Frequency and outcome of infectious disease admissions to a pediatric intensive care unit
- PMID: 7973896
- DOI: 10.1097/00007611-199411000-00012
Frequency and outcome of infectious disease admissions to a pediatric intensive care unit
Abstract
This prospective clinical study was designed to assess patients with primary infectious disease (ID) necessitating admission to a pediatric intensive care unit (PICU), to identify morbidity and mortality risk factors, and to better define this subpopulation of critically ill children and compare them with patients who had a noninfectious disease (NID). All patients (N = 1,151) admitted to a multidisciplinary, university-affiliated, 20-bed PICU from January through December 1988 were studied.
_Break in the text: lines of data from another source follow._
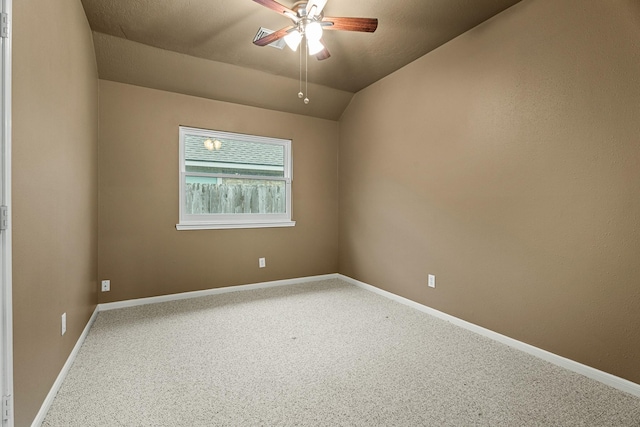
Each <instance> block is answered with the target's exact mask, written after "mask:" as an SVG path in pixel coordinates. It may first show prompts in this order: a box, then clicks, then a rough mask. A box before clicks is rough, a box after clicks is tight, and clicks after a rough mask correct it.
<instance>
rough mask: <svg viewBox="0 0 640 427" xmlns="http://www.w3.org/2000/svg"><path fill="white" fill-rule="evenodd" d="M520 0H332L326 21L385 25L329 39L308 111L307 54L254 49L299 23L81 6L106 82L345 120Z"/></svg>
mask: <svg viewBox="0 0 640 427" xmlns="http://www.w3.org/2000/svg"><path fill="white" fill-rule="evenodd" d="M518 1H520V0H404V1H388V0H373V1H372V0H349V1H346V0H328V2H327V5H326V7H325V10H324V13H325V15H328V16H355V17H372V18H378V22H379V24H378V29H377V30H376V32H375V33H359V32H350V31H325V34H324V37H323V40H324V41H325V44H326V45H327V47H328V49H329V51H330V52H331V57H330V58H328V59H326V60H323V61H318V60H316V58H315V57H309V58H308V81H309V90H308V91H307V92H308V96H309V99H310V100H311V101H310V103H309V104H308V105H305V104H304V103H303V102H302V100H300V99H298V96H297V94H298V91H299V89H300V81H299V76H300V55H299V53H298V52H293V51H291V50H290V49H289V48H288V47H286V46H285V47H284V49H277V48H273V47H271V46H266V47H259V46H255V45H254V44H253V43H252V41H253V38H254V36H255V35H256V33H257V32H258V30H259V29H260V27H264V28H267V29H270V30H278V29H280V28H282V27H285V26H287V25H290V23H291V21H290V20H289V19H288V18H286V17H285V16H283V15H281V14H278V13H276V12H274V11H273V10H270V9H267V8H265V7H263V6H261V5H260V4H258V3H256V2H254V1H252V0H82V4H83V6H84V9H85V13H86V15H87V18H88V20H89V24H90V26H91V29H92V30H93V39H94V45H95V50H96V58H97V62H98V73H99V76H100V78H102V79H106V80H113V81H118V82H122V83H130V84H136V85H140V86H145V87H151V88H155V89H161V90H167V91H173V92H178V93H184V94H188V95H194V96H200V97H205V98H211V99H217V100H221V101H229V102H235V103H240V104H245V105H252V106H257V107H263V108H269V109H274V110H280V111H287V112H292V113H297V114H304V115H309V116H314V117H321V118H326V119H331V120H337V119H338V118H339V117H340V115H341V114H342V112H343V111H344V109H345V108H346V106H347V105H348V103H349V101H350V100H351V97H352V96H353V94H354V93H355V92H357V91H359V90H361V89H363V88H365V87H367V86H368V85H370V84H372V83H374V82H375V81H377V80H379V79H381V78H383V77H385V76H386V75H388V74H390V73H392V72H394V71H395V70H397V69H399V68H401V67H403V66H404V65H406V64H408V63H410V62H412V61H413V60H415V59H417V58H419V57H421V56H423V55H425V54H426V53H428V52H430V51H432V50H434V49H436V48H437V47H439V46H441V45H443V44H444V43H446V42H448V41H449V40H451V39H453V38H455V37H457V36H458V35H460V34H462V33H464V32H466V31H467V30H469V29H471V28H473V27H475V26H476V25H478V24H480V23H481V22H483V21H485V20H487V19H489V18H491V17H492V16H494V15H496V14H498V13H500V12H502V11H503V10H505V9H507V8H508V7H510V6H512V5H514V4H515V3H517V2H518ZM281 3H282V4H283V5H285V6H287V7H292V6H293V1H290V0H289V1H287V0H284V1H281ZM302 61H303V67H304V61H305V58H304V57H303V58H302ZM303 78H304V71H303ZM303 85H304V82H303Z"/></svg>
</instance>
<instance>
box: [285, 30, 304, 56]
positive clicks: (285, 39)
mask: <svg viewBox="0 0 640 427" xmlns="http://www.w3.org/2000/svg"><path fill="white" fill-rule="evenodd" d="M300 40H302V34H300V32H299V31H298V30H293V31H292V32H290V33H289V34H287V35H286V36H284V41H285V43H286V44H287V46H289V47H290V48H291V50H293V51H294V52H295V51H296V50H297V49H298V46H299V45H300Z"/></svg>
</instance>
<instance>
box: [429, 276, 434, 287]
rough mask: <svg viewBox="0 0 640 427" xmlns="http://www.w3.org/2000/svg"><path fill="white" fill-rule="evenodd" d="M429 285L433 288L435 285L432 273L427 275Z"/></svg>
mask: <svg viewBox="0 0 640 427" xmlns="http://www.w3.org/2000/svg"><path fill="white" fill-rule="evenodd" d="M429 287H430V288H435V287H436V276H435V275H433V274H430V275H429Z"/></svg>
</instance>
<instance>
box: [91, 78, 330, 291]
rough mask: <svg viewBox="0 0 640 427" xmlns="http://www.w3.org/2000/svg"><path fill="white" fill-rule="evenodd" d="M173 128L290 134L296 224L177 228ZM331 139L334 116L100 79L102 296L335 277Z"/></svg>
mask: <svg viewBox="0 0 640 427" xmlns="http://www.w3.org/2000/svg"><path fill="white" fill-rule="evenodd" d="M179 125H185V126H193V127H199V128H206V129H216V130H223V131H229V132H241V133H248V134H254V135H262V136H269V137H277V138H290V139H292V140H293V143H292V151H293V167H294V170H293V217H294V219H295V220H296V221H297V224H296V226H295V227H292V228H263V229H236V230H197V231H193V230H190V231H177V230H176V229H175V225H176V223H177V222H178V126H179ZM337 140H338V123H337V122H335V121H329V120H322V119H314V118H310V117H305V116H299V115H294V114H289V113H281V112H275V111H269V110H263V109H259V108H255V107H246V106H240V105H236V104H229V103H225V102H219V101H212V100H207V99H204V98H196V97H193V96H187V95H179V94H175V93H169V92H163V91H159V90H155V89H147V88H142V87H138V86H131V85H127V84H122V83H115V82H109V81H105V80H101V81H100V137H99V141H100V142H99V159H100V160H99V163H100V165H99V188H100V190H99V210H100V219H99V250H98V252H99V262H98V264H99V267H98V272H99V278H100V279H101V280H102V279H110V280H111V292H109V293H101V294H100V302H108V301H116V300H124V299H130V298H140V297H148V296H155V295H163V294H171V293H177V292H185V291H193V290H199V289H209V288H216V287H224V286H231V285H238V284H246V283H257V282H264V281H270V280H278V279H286V278H294V277H301V276H311V275H318V274H326V273H335V272H336V271H337V263H338V259H337V253H338V250H337V244H338V235H337V232H338V224H337V221H338V210H337V209H338V195H337V185H338V184H337V161H336V155H337ZM259 257H266V261H267V267H266V268H263V269H260V268H258V258H259Z"/></svg>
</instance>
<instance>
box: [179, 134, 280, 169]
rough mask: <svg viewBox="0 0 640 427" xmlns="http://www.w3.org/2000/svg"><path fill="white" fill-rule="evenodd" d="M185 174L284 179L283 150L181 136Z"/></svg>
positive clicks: (202, 136)
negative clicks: (201, 174) (201, 172)
mask: <svg viewBox="0 0 640 427" xmlns="http://www.w3.org/2000/svg"><path fill="white" fill-rule="evenodd" d="M184 152H185V171H186V172H206V173H219V174H226V175H260V176H278V177H284V176H285V174H284V171H285V163H284V153H285V147H284V146H282V145H279V144H267V143H259V142H247V141H241V140H233V139H227V138H212V137H207V136H201V135H189V134H186V135H185V137H184Z"/></svg>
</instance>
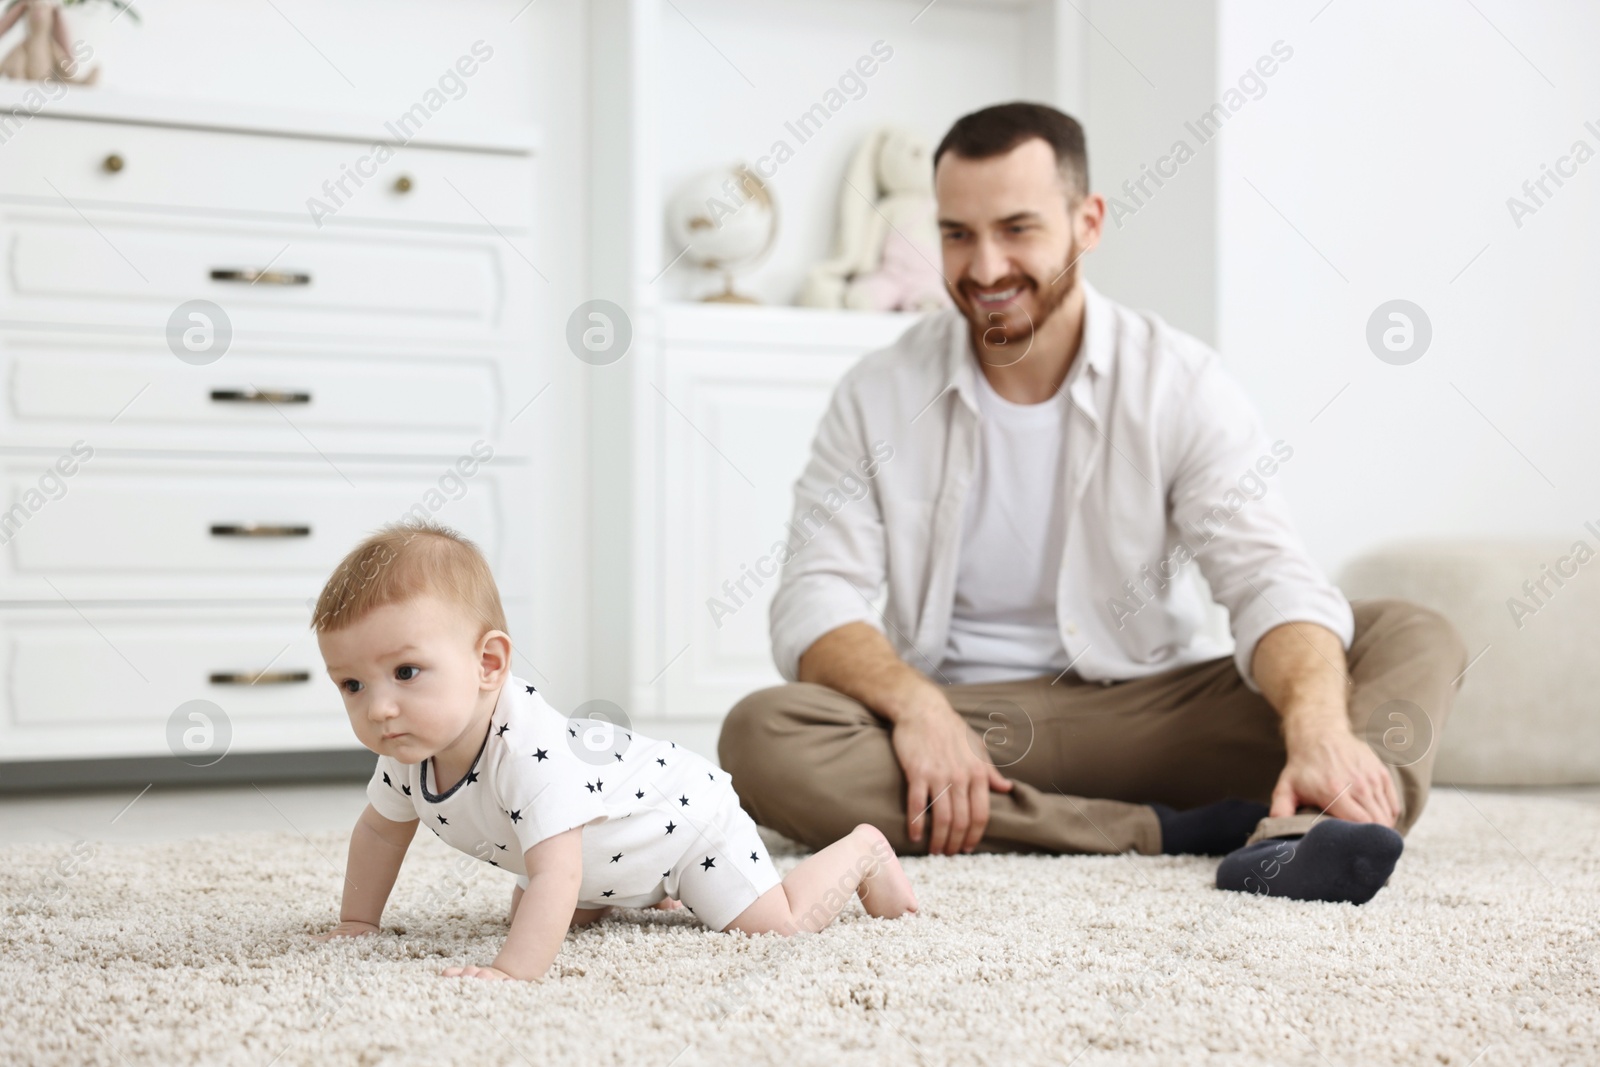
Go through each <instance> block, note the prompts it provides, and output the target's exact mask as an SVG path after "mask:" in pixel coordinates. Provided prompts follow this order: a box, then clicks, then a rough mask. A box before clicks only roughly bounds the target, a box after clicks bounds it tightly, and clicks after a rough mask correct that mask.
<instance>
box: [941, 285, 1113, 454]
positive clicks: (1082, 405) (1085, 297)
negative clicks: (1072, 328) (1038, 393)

The patients were classified as having either ID or NID as the primary indication for PICU admission. Other variables assessed included age, sex, requirement for mechanical ventilatory support, and severity of illness at admission as determined by Pediatric Risk of Mortality (PRISM) score. Of the 1,151 patients admitted, 187 (16%) had ID. Patients with ID had significantly higher PRISM scores than NID patients, but mortality rates were not significantly different between the NID group (9%) and the ID group (11%). The ID and NID groups showed no significant difference with regard to sex, number of days in the ICU, or number of days of mechanical ventilatory support. Patients with ID were significantly younger than those without. Although the highest mortality overall was in neonates, there was no difference in mortality rate for this age group between ID and NID. Fifty-five (30%) of the 187 ID patients had a diagnosis of sepsis syndrome on admission, and had significantly higher PRISM scores and mortality than patients with other ID. We concluded that patients admitted to our PICU with a diagnosis of infectious disease were significantly younger and had higher severity of illness scores than patients admitted with a diagnosis of noninfectious disease. The most frequent cause of death in both groups was multisystem organ failure. Patients with sepsis syndrome showed showed no significant difference in overall mortality, but their PRISM scores and mortality rate were significantly greater than those of the other ID patients.